Armenian Prime Minister Nikol Pashinian has repeatedly stated that Armenia is ready for a peaceful settlement of the dispute and that it is Azerbaijan that would not agree to a compromise, Pashinian’s spokeswoman Mane Gevogryan told Interfax news agency on Sunday.

“He said that if Armenia expresses its willingness to compromise, Azerbaijan will demand more,” said Ms. Gevorgyan.

Concern about the involvement of regional powers

The four-week fighting has raised concerns about a larger conflict between Turkey, which has dwarfed Azerbaijan, and Russia, which has signed a security pact with Armenia.
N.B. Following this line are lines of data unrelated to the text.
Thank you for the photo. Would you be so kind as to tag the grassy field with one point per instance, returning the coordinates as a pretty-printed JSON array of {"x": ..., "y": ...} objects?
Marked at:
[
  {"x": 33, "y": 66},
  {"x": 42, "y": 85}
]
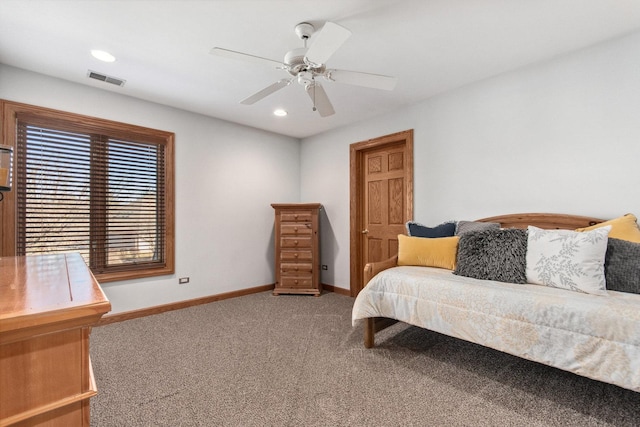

Armenian officials accuse Turkey of being directly involved in the conflict and sending Syrian mercenaries to fight on the Azerbaijani side, allege both Turkey and Azerbaijan.

In an interview on Saturday, Aliyev claimed that Armenia was seeking Russian military support in the conflict and warned that it was “very dangerous”.

The clashes have also worried Iran, which borders both Armenia and Azerbaijan.

Iran has occasionally complained about mortar shells and missiles that injure people and damage buildings in rural areas near the border.

The Iranian Revolutionary Guard said on Sunday it had deployed circular forces on the border near the conflict area.

The chief of the guard’s ground forces, General Mohammad Pakpour, said Iran will not accept measures that “violate” the security and peace of the Iranian people in the region.

Iranian state radio also reported Sunday that the army’s ground forces had only conducted a limited exercise near the country’s northwest borders.

The location of the exercise was not specified, but Turkey, Armenia and Azerbaijan share borders with Iran in the region.